If `x` is a fractional variable, create two new branches (two new models) one with `x >= 1` and one with `x =< 0` constraints. I have error with this one and I put it below.
The created models should be stored somewhere (in a container or vector) with appropriate names so I can call them and if they violate the lower bound or upper bound they can be deleted. I’m not sure how to do this.

``````mp_linear = Model(Gurobi.Optimizer)
@variable(mp_linear, 0 ≤ ψ[1:H] ≤ 1 )
@variable(mp_linear, 0 ≤ χ[1:H , 1:J] ≤ 1  )
@objective(mp_linear, Min, sum( T*zᵖ[h]*ψ[h] for h in 1:H ) + sum(χ[h,j] * zᵐ[h,j] for h in 1:H for j in 1:J) )
@constraint(mp_linear, [h in 1:H , j in 1:J], χ[h,j] ≤ ψ[h])
@constraint(mp_linear, [h in 1:H , j in 1:J], s[h,j] + ψ[h] ≤ χ[h,j] + 1)
@constraint(mp_linear, 335*χ[1,1]+335*χ[2,1] + 335* χ[3,1] + 335* χ[1,2] + 335 *χ[2,2] +
335* χ[3,2] + 335* χ[1,3] + 335* χ[2,3] + 335 *χ[3,3]   >= 380.0)

function initiate()
optimize!(mp_linear)
χᵃ = value.(χ)
@show χᵃ
for h in 1:H
for j in 1:J
if 0 < χᵃ[h,j] < 1
global m1 = copy(mp_linear)
@constraint(m1, χ[h,j] ≥ 1)
global m0 = copy(mp_linear)
@constraint(m0, χ[h,j] ≤ 1)
end
end
end
end

initiate()

``````

and this is the error I see

``````Solved in 7 iterations and 0.00 seconds (0.00 work units)
Optimal objective  2.268656716e+01

User-callback calls 66, time in user-callback 0.00 sec
χᵃ = [0.0 0.0 0.0; 0.0 0.0 0.0; 0.3781094527363184 0.37810945273631835 0.37810945273631835]
VariableNotOwned{VariableRef}(χ[3,1])
``````

Is there a proper example somewhere? I am sure I will have heaaches for the rest of the algorithm lol.

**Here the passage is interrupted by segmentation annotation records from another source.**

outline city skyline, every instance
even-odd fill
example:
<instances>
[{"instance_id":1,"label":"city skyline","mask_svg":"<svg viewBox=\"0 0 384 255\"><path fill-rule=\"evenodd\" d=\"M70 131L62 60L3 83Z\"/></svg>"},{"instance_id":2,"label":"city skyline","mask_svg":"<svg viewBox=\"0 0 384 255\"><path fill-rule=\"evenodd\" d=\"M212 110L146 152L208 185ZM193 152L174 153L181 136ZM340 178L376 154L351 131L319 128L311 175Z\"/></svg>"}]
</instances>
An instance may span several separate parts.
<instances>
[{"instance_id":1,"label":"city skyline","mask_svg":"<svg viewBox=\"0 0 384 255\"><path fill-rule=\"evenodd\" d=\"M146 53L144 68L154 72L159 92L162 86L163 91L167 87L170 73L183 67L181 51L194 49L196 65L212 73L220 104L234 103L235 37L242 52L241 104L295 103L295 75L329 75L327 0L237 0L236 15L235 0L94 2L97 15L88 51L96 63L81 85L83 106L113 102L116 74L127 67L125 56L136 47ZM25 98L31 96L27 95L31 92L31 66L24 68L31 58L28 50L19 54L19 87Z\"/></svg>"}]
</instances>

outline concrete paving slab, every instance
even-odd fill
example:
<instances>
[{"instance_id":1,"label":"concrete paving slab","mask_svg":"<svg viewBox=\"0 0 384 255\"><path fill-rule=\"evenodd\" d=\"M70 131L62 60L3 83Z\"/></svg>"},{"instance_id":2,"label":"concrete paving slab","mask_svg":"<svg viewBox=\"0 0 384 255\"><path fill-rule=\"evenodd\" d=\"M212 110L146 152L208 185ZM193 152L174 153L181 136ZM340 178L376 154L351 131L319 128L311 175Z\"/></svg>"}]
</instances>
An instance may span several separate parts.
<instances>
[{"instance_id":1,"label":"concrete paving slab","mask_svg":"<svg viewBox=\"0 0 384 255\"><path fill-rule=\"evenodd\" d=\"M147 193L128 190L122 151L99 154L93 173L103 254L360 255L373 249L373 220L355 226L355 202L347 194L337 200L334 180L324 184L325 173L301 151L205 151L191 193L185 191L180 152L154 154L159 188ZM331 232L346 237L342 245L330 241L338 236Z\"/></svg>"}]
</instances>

`χ` belongs to `mp_linear` so you cannot use it in `m1`. You need to find the corresponding variable in `m1`. Moreover, you should use `copy_model` instead of `copy`.
So, here is what you should do:

``````m1, r1 = copy_model(mp_linear)
χ1 = getindex.(r1, χ)
# or
χ1 = m1[:χ]
@constraint(m1, χ1[h,j] ≥ 1)
``````

Is there a proper example somewhere?

GitHub - lanl-ansi/Juniper.jl: A JuMP-based Nonlinear Integer Program Solver implements a Branch & Bound that even supports MINLP (i.e., arbitrary nonlinear constraints). Might be not the most easy to read since it is quite general.

Why? What’s the larger context?

The created models should be stored somewhere

Creating a new model for each branch is the wrong way to do this (the overhead cost is too large). You probably just want to be modifying the bounds of the variables with `set_lower_bound` and `set_upper_bound`.

Then, instead of storing the models you can just store the vectors of bounds.